“La humanidad de Cristo, por estar unida a Dios; la bienaventuranza creada, por ser goce de Dios; y la bienaventurada Virgen, por ser Madre de Dios, tienen una cierta dignidad infinita que les proviene del bien infinito que es Dios. Y en este sentido, nada se puede hacer mejor que ellos, pues nada puede ser mejor que Dios” (Suma Teológica, I, 25, 6, ad 4).
Pero hace una excepción para tres elementos de la creación: la humanidad de Jesucristo, la visión beatífica de los santos en el Cielo y la Santísima Virgen.
El magisterio de los Papas nos enseña lo mismo: “La dignidad de la Madre de Dios llega tan alto que nada puede existir más sublime”, León XIII, Quamquam pluries.
O también: “La augusta Madre de Dios está misteriosamente unida a Jesucristo desde toda la eternidad con ‘un mismo y único decreto’ de predestinación” Pío XII, Munificentissimus Deus.
El mismo Papa nos dice estas palabras: “No hay duda alguna de que María Santísima supera en dignidad a todas las criaturas, y que, después de su Hijo, tiene la primacía sobre todas ellas”, Ad caeli reginam.
La razón descubre los fundamentos de esta maravillosa exaltación
La maternidad divina está inmediatamente ordenada (adaptada) a la encarnación de la que proceden todas las gracias, todos los carismas, todos los ministerios.
Al encarnarse, Dios no solo asumió la naturaleza humana, sino que también asumió la maternidad humana: la volvió sobrenatural y divina por la gracia que infundió en los sentimientos de María para elevarlos hasta Él y Aquel que se convirtió en su Hijo.
El efecto específico de esta gracia en María es permitirle unirse a través de toda su persona al “fruto de su vientre”, y “asociarla” a la misión de su Hijo.
Por tanto, la gracia propia de la maternidad divina es una relación de María con la persona del Verbo, relación que está inscrita en su propio ser, acompañada de conocimiento y amor. María penetra así en el orden de las Personas divinas.

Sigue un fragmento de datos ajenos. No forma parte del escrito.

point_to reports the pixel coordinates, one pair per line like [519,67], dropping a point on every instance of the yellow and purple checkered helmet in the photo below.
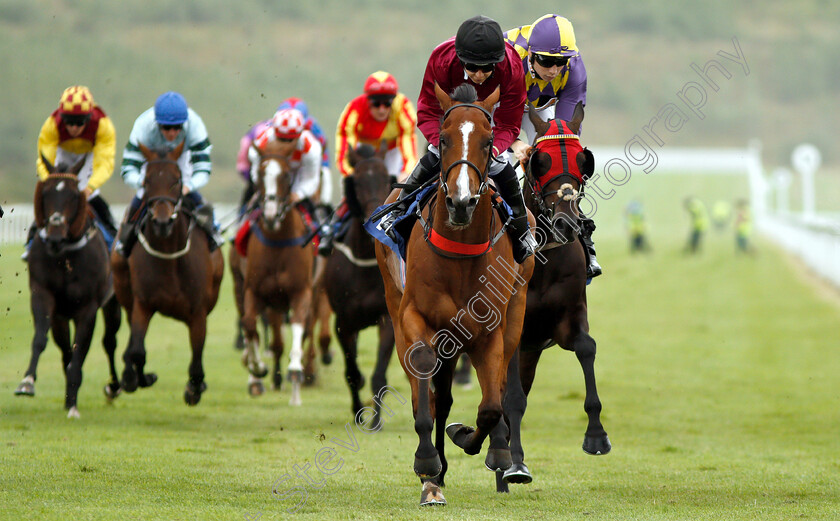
[76,100]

La Virgen María está indisolublemente ligada a la Encarnación
De todos los seres creados, María es, por tanto, la única, después de la humanidad de Cristo, pero con ella, que accede a la persona divina como tal. La misma gracia que eleva la humanidad de Cristo a la unión hipostática eleva a María a la maternidad divina. Ambas provienen del mismo don.

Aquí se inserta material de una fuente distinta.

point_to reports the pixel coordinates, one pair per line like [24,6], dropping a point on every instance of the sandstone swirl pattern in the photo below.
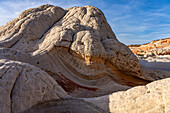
[50,53]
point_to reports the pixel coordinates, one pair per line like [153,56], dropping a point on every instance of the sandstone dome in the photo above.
[60,53]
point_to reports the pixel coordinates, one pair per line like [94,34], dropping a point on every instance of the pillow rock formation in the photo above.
[70,60]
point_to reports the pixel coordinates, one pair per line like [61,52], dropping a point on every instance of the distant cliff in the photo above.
[156,47]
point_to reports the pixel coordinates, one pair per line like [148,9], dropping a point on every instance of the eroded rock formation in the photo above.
[157,47]
[56,53]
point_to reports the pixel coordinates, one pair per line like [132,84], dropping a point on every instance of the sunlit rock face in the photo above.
[75,49]
[154,48]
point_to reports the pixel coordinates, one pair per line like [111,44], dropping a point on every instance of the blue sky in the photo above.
[133,21]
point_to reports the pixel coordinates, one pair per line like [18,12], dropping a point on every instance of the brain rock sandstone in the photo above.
[74,53]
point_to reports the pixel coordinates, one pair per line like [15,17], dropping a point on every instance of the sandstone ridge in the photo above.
[50,53]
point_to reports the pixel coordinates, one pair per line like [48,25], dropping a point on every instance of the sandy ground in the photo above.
[158,62]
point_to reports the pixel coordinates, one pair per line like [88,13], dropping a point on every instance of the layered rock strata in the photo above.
[71,52]
[154,48]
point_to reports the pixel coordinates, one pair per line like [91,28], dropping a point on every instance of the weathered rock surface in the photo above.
[65,106]
[157,47]
[53,53]
[152,98]
[23,85]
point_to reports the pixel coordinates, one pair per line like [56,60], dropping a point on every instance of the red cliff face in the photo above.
[156,47]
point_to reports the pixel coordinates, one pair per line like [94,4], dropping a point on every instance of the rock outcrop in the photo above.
[157,47]
[23,85]
[50,53]
[152,98]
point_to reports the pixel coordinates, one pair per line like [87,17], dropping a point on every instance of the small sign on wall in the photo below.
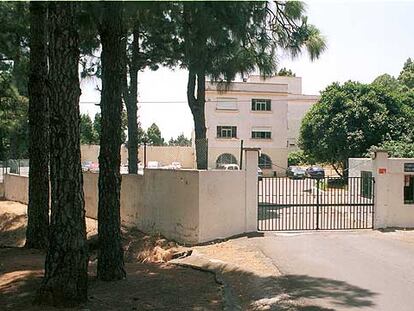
[409,167]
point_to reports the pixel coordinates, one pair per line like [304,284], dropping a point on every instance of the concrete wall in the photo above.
[168,154]
[162,154]
[16,188]
[390,210]
[357,165]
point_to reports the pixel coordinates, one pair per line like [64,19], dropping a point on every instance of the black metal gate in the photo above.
[310,204]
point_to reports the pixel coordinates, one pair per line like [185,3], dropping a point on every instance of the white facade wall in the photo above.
[288,106]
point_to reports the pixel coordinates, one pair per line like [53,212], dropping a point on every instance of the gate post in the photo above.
[317,204]
[251,179]
[381,188]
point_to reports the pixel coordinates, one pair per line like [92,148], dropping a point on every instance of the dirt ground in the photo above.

Entre todas las realidades creadas, solo la naturaleza humana de Cristo y la maternidad de María están intrínseca e inmediatamente ordenadas a la unión hipostática y están constituidas por ella en su propia relación con Dios.
Como dice San Anselmo: “Era conveniente que aquella Virgen brillara en esta pureza de la cual mayor bajo Dios no se puede entender. Aquella Virgen a quien Dios Padre quiso dar a su único Hijo engendrado igual a sí mismo y que amaba con todo su corazón como a sí mismo, de tal manera que hubiera un mismo y único Hijo en común a la Virgen y a Dios Padre; aquella Virgen a quien el mismo Hijo eligió para hacerla sustancialmente su madre; aquella Virgen en quien el Espíritu Santo quiso que fuera concebido Aquel de quien Él mismo procede”, De conceptu virginali, c. 18.